It was a sunny winter’s day, I sat down on the soft forest floor enjoying the way the light came through the gaps in the trees and rested on a clump of young hazelnut shoots lighting them up like stars within the darkness, and I let my pen write…
“Listening to oneself beyond the boundaries of what we call reality. Inner listening aligned with one’s true self, the natural one who is part of all and where all resides. Trees are our masters, don’t look any further you have found the guides you have been looking for all your life. They do not come in human form but are all embracing shadows of the truth. They will lead you at all times to your inner being, they will shine the light so that you see more clearly – they are part of you, yes, hazelnut, ash, oak, beech, pine, birch, hawthorn they are all part of you and they come from where you come from ».
When I was learning to be a herbalist, identifying plants and learning their properties, I found it easier to look down and concentrate on the plants and herbs that grew near the ground rather than look up and somehow integrate the strength and energy that came from the trees all around me. Even back then, a part of me recognised that although I loved trees I had to be ready to begin to understand their medicine and feel their force, I had some more growing to do first. Through my passion, herbal study and deepening relationship with the plants, little by little I began to look upwards and slowly one day alone in the woods, a pine tree (Pinus slyvestris) showed me a doorway.
Neither parent, friend nor lover had ever been able to get through the invisible barriers of fear that I had so carefully constructed between myself and other, it was pine that got through on that memorable day in the woods. It was so natural, no longing, no forcing, no thoughts about anything just pure being, pine and myself. Enveloped, I felt so supported, gently and lovingly held in this physical reality…for the first time I felt nurtured on all levels subtle, emotional and physical.
(What is so great about tree allays is that once the connection has been made, the communication has been established it is constant and always there…unlike us fickle mortals, the ego does not interfere.) The search for that feeling of being loved and supported was over, I had found it, it is what pine knows, does and exudes, it is always here, I just have to call on pine.
This subtle but very real relationship helped me understand the ‘soul’ of pine and how I can work together with it in my work as a herbalist. I have always admired pine’s capacity to re-trigger tired adrenals, boosting them with energy to help them get back into action. In feeling the way pine can hold and give of its tender, supportive force energetically helped me understand this physical action in a deeper way. Pine’s force is nurturing, reinitiating the two fountains of energy from the adrenal glands that give us the physical motivation we need to function fully here on earth. Pine also bears the weight of the physical structure that holds us up, having both an anti-inflammatory action on rheumatic and arthritic conditions and a re-mineralising action on the bones. Dr Bach used pine for those people that are constantly putting themselves down, feeling guilty and never good enough, pine’s nurturing energy can get through the self hate and help the person feel loved and thus learn to love him/herself.

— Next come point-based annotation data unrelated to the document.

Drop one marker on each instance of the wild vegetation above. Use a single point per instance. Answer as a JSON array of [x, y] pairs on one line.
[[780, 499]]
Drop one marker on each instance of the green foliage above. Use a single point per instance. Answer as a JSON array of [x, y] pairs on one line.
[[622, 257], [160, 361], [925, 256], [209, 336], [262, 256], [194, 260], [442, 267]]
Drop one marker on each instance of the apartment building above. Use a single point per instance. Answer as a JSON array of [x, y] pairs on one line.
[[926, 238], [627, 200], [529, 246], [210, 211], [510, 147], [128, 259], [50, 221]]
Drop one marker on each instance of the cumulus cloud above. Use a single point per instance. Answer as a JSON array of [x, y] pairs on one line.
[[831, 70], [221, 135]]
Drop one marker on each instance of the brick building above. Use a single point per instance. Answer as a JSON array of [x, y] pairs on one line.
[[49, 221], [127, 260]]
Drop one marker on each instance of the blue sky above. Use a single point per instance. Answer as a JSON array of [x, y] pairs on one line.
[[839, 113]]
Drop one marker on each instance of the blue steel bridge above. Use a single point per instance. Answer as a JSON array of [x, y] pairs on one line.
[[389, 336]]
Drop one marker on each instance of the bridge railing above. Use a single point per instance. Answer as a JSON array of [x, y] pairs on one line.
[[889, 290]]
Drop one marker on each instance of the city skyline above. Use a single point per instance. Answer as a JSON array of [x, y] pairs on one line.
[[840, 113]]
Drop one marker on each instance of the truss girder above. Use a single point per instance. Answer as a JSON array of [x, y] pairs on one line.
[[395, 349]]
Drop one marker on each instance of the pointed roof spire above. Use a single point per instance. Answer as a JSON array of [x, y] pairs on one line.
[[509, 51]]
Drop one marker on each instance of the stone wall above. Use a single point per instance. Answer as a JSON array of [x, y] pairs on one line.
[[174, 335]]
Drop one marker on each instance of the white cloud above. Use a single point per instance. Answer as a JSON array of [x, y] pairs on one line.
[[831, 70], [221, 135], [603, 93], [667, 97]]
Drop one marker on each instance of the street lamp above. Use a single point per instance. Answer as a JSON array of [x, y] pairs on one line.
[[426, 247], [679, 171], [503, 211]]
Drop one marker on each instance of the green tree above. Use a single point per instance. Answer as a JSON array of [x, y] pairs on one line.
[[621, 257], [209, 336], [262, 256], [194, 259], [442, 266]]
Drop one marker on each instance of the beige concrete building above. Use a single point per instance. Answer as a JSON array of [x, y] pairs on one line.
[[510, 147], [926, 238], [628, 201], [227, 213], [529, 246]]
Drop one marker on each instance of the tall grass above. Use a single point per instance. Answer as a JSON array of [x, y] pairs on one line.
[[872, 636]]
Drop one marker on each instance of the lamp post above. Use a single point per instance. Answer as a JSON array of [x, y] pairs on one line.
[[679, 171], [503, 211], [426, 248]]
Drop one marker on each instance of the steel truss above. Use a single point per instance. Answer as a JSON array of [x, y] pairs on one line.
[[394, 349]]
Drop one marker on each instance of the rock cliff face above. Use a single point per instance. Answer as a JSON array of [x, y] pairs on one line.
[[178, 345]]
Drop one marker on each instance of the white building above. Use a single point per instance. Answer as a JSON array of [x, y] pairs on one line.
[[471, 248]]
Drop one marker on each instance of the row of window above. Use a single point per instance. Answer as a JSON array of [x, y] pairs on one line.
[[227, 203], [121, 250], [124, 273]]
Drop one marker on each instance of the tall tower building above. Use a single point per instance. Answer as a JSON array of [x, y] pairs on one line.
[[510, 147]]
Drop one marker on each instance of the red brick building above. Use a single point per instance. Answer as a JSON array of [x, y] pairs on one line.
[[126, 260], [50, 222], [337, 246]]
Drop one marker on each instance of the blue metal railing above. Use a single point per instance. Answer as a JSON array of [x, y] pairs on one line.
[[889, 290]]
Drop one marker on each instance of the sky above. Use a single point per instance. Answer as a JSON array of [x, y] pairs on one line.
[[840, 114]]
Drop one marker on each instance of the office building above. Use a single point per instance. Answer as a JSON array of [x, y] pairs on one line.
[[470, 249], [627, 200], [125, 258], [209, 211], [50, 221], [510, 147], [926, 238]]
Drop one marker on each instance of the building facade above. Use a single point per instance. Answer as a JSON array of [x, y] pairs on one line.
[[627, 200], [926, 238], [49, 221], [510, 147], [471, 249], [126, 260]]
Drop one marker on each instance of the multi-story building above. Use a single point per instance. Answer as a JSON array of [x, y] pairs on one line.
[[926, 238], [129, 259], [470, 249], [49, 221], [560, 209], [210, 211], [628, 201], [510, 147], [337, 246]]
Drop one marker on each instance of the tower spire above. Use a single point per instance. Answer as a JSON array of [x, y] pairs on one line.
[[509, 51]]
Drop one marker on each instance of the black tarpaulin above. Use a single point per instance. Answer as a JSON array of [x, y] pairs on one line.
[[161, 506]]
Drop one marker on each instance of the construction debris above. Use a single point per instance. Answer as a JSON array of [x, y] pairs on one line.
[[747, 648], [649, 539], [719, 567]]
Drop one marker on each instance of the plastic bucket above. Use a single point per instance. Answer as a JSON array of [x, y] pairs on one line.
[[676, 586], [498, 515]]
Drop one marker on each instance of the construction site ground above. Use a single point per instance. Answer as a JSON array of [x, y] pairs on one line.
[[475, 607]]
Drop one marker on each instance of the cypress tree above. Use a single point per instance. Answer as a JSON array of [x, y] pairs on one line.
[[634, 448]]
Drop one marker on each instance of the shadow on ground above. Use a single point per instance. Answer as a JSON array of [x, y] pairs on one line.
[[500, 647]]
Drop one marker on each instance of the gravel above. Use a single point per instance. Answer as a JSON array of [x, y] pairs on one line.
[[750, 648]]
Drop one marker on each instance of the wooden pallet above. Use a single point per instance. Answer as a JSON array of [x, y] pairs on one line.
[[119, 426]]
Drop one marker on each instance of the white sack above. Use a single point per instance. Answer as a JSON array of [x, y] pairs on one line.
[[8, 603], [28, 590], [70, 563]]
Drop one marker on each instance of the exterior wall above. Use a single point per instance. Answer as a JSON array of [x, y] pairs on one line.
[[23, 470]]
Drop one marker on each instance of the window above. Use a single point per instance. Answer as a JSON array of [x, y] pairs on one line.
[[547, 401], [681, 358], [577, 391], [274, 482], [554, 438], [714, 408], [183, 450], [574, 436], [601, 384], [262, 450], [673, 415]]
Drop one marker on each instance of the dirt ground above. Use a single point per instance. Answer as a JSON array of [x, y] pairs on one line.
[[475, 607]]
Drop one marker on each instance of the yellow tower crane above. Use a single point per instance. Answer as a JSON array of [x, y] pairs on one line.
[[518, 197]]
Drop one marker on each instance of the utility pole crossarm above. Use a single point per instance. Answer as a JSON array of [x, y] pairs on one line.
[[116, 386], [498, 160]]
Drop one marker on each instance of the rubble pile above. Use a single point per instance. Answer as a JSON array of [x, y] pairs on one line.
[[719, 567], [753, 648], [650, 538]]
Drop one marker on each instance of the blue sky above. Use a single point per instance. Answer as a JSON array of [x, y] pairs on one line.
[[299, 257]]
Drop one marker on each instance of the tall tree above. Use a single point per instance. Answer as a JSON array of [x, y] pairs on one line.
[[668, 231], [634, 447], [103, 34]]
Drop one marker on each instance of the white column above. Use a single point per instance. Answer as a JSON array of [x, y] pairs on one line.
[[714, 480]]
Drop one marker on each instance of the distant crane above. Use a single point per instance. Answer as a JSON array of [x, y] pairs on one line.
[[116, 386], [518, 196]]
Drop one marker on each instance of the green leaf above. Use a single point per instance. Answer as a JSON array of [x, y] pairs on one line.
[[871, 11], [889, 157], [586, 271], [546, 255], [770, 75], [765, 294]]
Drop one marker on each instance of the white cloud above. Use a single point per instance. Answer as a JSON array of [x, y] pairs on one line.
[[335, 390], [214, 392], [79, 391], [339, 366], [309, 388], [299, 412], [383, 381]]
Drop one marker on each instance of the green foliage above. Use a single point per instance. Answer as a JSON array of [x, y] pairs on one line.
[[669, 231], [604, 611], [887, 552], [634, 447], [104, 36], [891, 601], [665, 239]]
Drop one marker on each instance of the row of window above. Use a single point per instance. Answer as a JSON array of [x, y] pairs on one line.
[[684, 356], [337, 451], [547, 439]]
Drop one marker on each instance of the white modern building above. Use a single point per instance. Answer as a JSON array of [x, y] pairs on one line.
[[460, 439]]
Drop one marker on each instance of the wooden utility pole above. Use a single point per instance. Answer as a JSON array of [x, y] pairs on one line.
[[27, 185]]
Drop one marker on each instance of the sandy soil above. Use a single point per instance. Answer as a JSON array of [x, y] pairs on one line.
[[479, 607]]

Wilhelm Pelikan’s reflection about pine being full of ‘etheric oils (essences) and balsamic resins, which are an intervention of a luminous and calorific process in the cold areas of the earth, where the pine originates from”, sums it up well, when one is feeling cold and in need of support, call on pine.
I tend to use pine as an essential oil as it grows abundantly in the area where I live and is therefore distilled by our local distiller. For depleted adrenals, I advice a drop of the oil rubbed quite vigorously into the kidney area every morning for between 3-7 days, three days is often enough to re-stimulate as we are not looking for pine to bear the job of the adrenals rather just to get them fully going again.
For its use in cases of generative joint disease, rheumatic inflammations and osteoporosis, I tend to make a gemmotherapy preparation with the buds, glycerine or agave syrup and alcohol. This type of preparation is very good at draining the organism, not just detoxifying but transforming, eliminating, and mentally and emotionally integrating the process making it possible to modify the terrain of the patient.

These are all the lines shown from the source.